Keywords

1 Introduction

Heart disease also called as coronary artery disease is a condition that affects the heart. Heart disease is a leading cause of death worldwide. Physicians generally make decisions by evaluating current test results of the patients. Previous decisions taken by other patients with the same conditions are also examined. So diagnosing heart disease requires experience and highly skilled physicians. Heart disease diagnosis is an important yet complicated task. The automation or decision support system would be extremely advantageous. Data mining can be used to automatically infer diagnostic rules and help specialists to make diagnosis process more reliable. Data mining have shown a good result in prediction of heart disease and is widely applied for prediction of heart disease.

Random forest is an ensemble classifier which combines bagging and random selection of features. Random forest can handle data without preprocessing. Random forest algorithm has been used in prediction and probability estimation.

Feature selection is a process of identifying and removing redundant and irrelevant features and increasing accuracy. Feature subset selection methods are classified into four types. (1) Embedded method (2) Wrapper method (3) Filter method (4) Hybrid method. Chi square test is used as a feature selection measure to determine the difference between expected frequency and observed frequency.

Major contributions of our paper are summarized as

  1. (1)

    Propose a new method which employs the random forest algorithm for prediction of heart disease.

  2. (2)

    Apply chi square feature selection algorithm to identify and remove irrelevant attributes.

  3. (3)

    Apply feature selection algorithm (chi-square) to improve the accuracy in predicting heart disease.
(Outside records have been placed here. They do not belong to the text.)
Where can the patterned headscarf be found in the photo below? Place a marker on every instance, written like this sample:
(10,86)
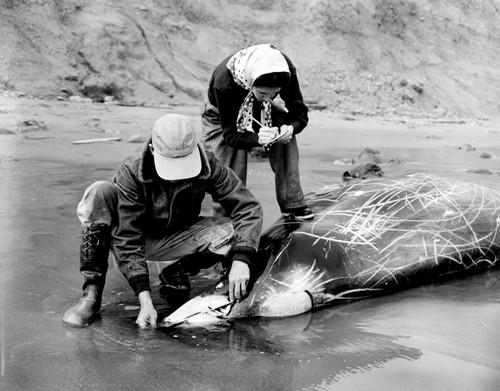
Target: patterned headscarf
(246,66)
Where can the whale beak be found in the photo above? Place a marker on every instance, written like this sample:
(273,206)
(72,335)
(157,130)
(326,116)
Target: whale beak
(201,311)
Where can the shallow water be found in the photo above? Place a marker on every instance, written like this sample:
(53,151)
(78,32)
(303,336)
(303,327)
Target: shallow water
(441,336)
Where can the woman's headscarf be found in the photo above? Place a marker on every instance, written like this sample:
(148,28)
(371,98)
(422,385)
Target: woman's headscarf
(246,66)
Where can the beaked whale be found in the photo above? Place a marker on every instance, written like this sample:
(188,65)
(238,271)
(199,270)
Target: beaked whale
(368,238)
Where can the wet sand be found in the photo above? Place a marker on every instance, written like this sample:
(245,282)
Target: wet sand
(435,337)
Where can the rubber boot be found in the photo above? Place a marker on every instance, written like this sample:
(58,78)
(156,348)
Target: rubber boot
(94,252)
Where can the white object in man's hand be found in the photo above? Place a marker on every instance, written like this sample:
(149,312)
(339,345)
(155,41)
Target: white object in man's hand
(238,280)
(286,134)
(266,134)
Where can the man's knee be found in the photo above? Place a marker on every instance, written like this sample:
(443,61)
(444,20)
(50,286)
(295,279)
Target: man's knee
(98,204)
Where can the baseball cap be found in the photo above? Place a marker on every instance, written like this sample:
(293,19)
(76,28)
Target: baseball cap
(175,148)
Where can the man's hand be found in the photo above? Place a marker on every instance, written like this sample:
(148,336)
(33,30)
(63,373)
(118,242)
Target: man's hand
(267,134)
(238,280)
(147,314)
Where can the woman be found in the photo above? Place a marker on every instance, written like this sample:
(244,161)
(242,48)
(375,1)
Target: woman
(239,114)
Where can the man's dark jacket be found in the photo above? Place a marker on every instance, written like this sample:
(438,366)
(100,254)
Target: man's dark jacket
(149,206)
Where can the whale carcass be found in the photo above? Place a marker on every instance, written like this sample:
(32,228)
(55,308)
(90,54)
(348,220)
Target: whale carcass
(368,238)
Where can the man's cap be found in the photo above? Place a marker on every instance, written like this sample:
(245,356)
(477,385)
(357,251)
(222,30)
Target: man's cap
(175,148)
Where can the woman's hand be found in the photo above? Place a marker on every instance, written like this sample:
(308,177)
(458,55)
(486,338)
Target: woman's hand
(266,134)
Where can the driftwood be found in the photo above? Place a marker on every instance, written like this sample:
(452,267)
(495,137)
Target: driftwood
(97,140)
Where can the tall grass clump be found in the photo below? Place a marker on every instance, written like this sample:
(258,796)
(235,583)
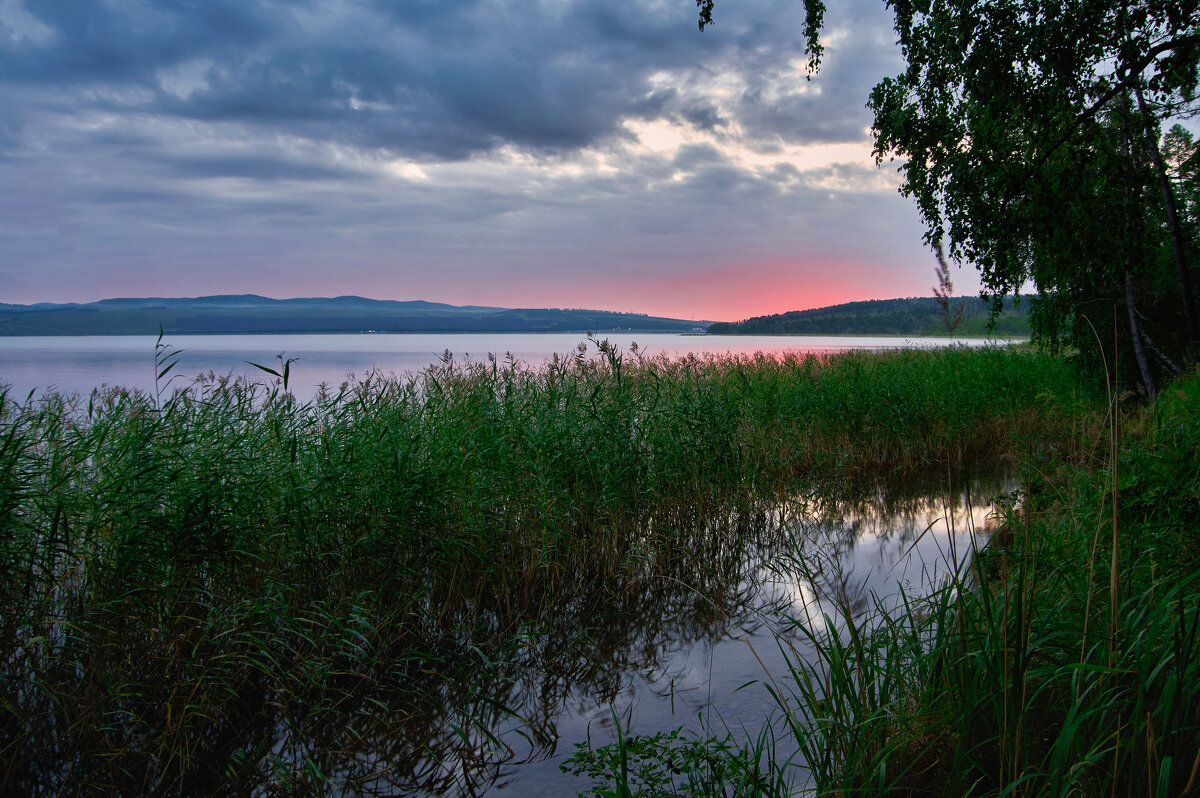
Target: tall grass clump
(1065,661)
(223,588)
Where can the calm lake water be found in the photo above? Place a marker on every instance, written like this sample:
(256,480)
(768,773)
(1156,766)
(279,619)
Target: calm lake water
(676,648)
(78,364)
(695,646)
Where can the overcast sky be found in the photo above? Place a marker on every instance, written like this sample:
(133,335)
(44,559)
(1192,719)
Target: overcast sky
(516,153)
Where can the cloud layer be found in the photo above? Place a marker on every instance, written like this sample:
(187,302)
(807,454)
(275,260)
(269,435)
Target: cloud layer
(497,151)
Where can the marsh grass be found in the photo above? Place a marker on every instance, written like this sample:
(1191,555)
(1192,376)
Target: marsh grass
(223,588)
(1065,660)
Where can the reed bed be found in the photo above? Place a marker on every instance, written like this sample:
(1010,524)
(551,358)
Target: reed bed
(1063,661)
(226,589)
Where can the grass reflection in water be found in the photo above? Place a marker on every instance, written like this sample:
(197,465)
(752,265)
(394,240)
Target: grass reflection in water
(396,586)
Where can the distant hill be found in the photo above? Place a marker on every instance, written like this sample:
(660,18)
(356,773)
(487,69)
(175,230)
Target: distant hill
(917,316)
(251,313)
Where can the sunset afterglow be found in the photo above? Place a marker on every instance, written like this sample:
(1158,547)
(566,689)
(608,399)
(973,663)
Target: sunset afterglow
(603,156)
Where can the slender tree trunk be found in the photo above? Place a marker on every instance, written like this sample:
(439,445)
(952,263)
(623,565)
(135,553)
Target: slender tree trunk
(1173,222)
(1139,349)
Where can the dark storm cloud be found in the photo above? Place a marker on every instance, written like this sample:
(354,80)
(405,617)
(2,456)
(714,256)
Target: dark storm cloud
(537,139)
(432,81)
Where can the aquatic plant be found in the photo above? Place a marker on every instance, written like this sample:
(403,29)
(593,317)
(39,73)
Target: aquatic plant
(223,587)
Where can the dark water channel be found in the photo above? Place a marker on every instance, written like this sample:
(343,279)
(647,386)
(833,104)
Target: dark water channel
(672,641)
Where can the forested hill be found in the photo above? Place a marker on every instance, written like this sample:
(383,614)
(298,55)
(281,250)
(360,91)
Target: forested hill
(917,316)
(251,313)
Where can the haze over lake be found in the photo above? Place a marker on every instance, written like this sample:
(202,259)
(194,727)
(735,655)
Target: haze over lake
(78,364)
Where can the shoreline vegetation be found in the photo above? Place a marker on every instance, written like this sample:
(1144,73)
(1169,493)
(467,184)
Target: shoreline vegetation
(250,315)
(227,589)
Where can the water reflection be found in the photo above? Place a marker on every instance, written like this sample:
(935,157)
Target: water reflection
(695,609)
(472,691)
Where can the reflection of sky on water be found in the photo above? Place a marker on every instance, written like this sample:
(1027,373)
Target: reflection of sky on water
(78,364)
(864,555)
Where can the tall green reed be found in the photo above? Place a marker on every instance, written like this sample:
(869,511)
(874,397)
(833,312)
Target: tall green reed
(226,586)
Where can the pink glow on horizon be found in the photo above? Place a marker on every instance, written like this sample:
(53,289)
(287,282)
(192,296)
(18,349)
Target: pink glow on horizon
(700,292)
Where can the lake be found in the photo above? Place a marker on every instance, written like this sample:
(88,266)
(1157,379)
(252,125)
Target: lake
(666,647)
(78,364)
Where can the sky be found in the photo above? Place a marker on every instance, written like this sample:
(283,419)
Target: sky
(508,153)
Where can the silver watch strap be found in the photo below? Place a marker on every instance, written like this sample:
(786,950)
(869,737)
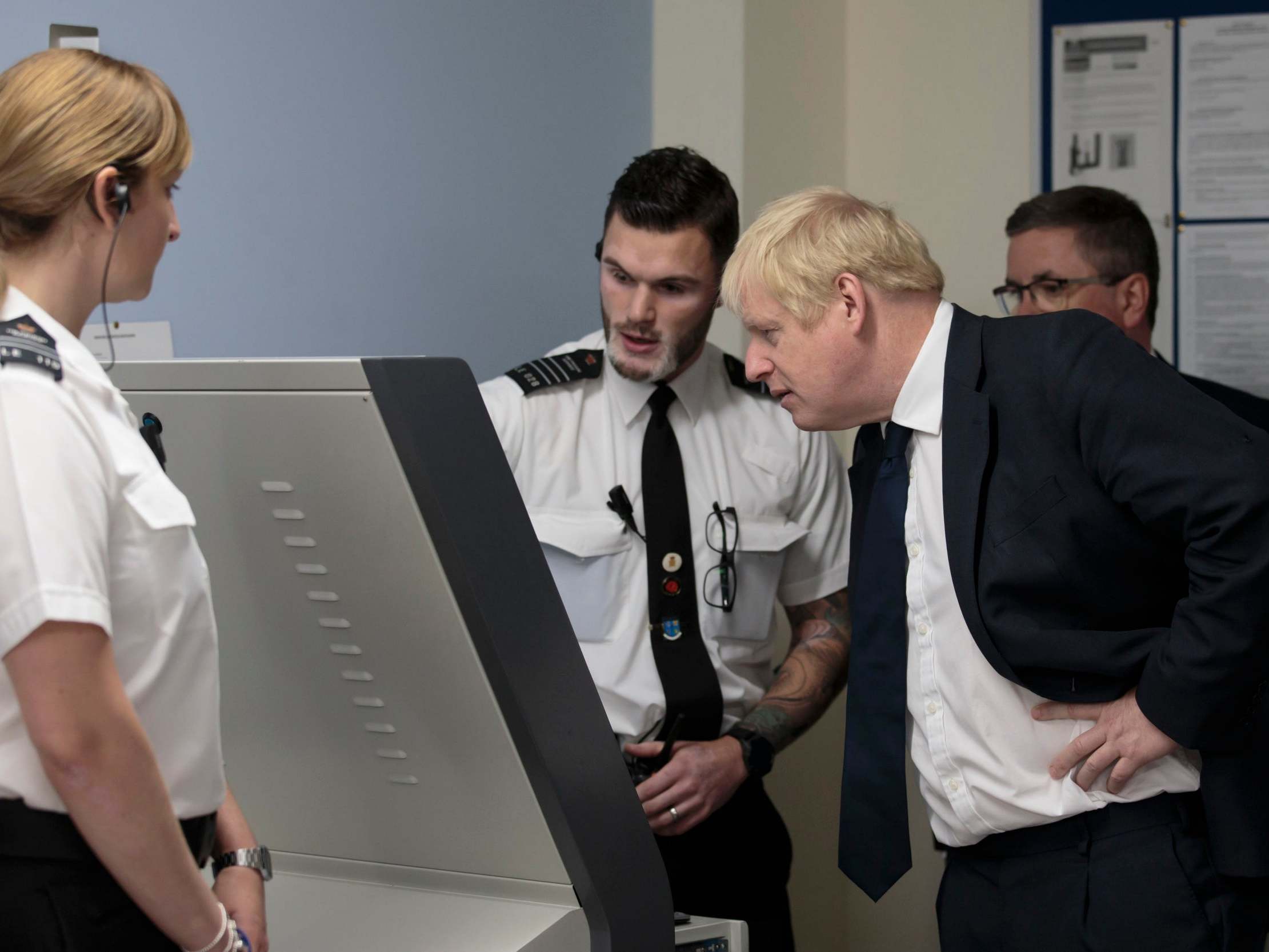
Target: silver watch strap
(253,858)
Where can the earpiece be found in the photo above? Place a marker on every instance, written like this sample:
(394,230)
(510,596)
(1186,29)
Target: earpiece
(122,199)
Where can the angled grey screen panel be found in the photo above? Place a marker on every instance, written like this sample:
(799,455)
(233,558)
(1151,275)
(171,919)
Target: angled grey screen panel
(358,721)
(521,630)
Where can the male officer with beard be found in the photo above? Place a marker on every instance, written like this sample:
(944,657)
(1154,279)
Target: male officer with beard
(676,504)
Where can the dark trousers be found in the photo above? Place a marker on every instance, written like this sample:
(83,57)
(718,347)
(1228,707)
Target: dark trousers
(58,897)
(58,905)
(736,866)
(1130,878)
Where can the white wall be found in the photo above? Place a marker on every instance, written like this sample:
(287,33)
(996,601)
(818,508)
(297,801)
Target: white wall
(922,105)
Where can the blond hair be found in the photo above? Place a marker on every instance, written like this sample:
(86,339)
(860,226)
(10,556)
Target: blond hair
(801,243)
(65,115)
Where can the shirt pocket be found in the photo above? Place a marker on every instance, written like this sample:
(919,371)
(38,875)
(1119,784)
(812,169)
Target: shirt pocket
(587,554)
(1027,512)
(158,502)
(760,554)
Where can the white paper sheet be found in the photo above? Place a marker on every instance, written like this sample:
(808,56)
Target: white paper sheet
(1224,142)
(1224,314)
(1112,122)
(134,341)
(1113,110)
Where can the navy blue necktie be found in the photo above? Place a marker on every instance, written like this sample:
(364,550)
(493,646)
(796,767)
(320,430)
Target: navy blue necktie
(682,659)
(872,841)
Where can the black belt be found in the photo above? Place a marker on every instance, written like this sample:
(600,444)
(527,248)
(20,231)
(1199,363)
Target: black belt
(42,834)
(1078,830)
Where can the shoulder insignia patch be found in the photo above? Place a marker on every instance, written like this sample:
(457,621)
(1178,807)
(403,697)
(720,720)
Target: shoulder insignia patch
(22,341)
(736,374)
(559,369)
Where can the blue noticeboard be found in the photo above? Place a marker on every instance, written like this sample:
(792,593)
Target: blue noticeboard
(1061,13)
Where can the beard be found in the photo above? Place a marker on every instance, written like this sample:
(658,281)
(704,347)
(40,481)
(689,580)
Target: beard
(675,352)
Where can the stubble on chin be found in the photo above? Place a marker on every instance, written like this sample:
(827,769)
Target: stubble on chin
(622,362)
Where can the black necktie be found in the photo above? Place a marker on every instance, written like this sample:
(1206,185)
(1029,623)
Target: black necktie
(872,841)
(682,659)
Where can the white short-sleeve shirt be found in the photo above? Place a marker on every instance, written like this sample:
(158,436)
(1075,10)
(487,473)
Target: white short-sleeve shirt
(570,443)
(95,532)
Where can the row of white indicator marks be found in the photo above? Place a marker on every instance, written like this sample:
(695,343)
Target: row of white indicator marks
(348,650)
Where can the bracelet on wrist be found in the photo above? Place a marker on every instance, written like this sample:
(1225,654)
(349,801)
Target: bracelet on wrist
(220,933)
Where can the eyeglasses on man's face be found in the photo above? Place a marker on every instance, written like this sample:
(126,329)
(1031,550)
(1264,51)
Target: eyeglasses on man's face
(1047,294)
(722,532)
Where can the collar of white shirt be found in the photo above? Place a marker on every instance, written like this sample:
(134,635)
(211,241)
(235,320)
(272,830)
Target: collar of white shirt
(691,387)
(920,400)
(70,348)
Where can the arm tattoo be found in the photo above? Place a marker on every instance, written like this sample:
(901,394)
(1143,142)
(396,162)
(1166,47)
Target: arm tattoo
(812,673)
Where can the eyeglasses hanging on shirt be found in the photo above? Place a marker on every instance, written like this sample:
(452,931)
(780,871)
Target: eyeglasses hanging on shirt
(722,534)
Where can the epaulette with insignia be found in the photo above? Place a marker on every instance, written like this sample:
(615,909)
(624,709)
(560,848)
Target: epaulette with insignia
(559,369)
(22,341)
(736,374)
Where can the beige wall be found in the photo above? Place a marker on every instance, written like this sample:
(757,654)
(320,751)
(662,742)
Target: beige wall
(929,107)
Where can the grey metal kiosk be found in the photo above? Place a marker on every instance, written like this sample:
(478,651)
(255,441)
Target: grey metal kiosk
(408,719)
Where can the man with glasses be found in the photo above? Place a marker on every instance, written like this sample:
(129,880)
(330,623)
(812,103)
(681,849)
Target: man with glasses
(676,506)
(1093,248)
(1060,597)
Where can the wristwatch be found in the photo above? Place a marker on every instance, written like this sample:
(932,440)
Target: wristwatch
(255,858)
(755,750)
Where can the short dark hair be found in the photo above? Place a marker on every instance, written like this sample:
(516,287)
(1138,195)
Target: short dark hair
(1111,231)
(675,188)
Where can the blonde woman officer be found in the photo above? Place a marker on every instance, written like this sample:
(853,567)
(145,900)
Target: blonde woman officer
(111,772)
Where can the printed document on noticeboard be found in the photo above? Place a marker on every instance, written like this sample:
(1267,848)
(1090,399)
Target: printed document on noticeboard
(134,341)
(1224,141)
(1224,304)
(1112,121)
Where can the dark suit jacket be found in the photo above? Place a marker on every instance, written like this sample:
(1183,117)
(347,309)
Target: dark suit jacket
(1108,527)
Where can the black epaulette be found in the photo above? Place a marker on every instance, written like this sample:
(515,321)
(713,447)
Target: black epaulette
(736,374)
(559,369)
(22,341)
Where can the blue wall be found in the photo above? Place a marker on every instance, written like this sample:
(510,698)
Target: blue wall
(382,178)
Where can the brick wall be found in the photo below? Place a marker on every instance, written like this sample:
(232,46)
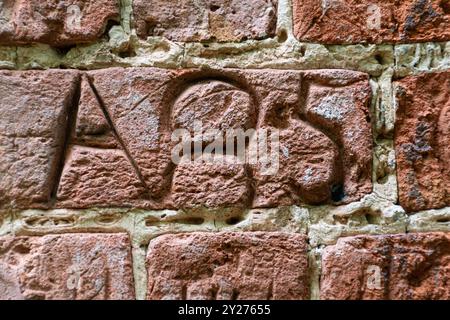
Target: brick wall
(93,206)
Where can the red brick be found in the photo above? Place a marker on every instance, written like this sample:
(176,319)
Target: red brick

The rest of the paper is organized as follows. Section 2 presents related work. We will review various articles related to heart disease. Section 3 deals with literature review. Section 4 presents proposed approach. Experimental results are discussed in Sect. 5. Finally Sect. 6 summarizes our paper.

2 Related Work

In this section, we will review some articles related to heart disease.

Polat et al. proposed hybrid method which uses fuzzy weighted preprocessing and artificial immune system [1]. Their proposed medical decision making method consists of two phases. In the first phase fuzzy weighted preprocessing is applied to heart disease data set to weight the input data. Artificial immune system is applied to classify the weighted input. They applied their methodology on Cleveland heart disease data set which consists of 13 attributes. The method uses 10 fold cross validation.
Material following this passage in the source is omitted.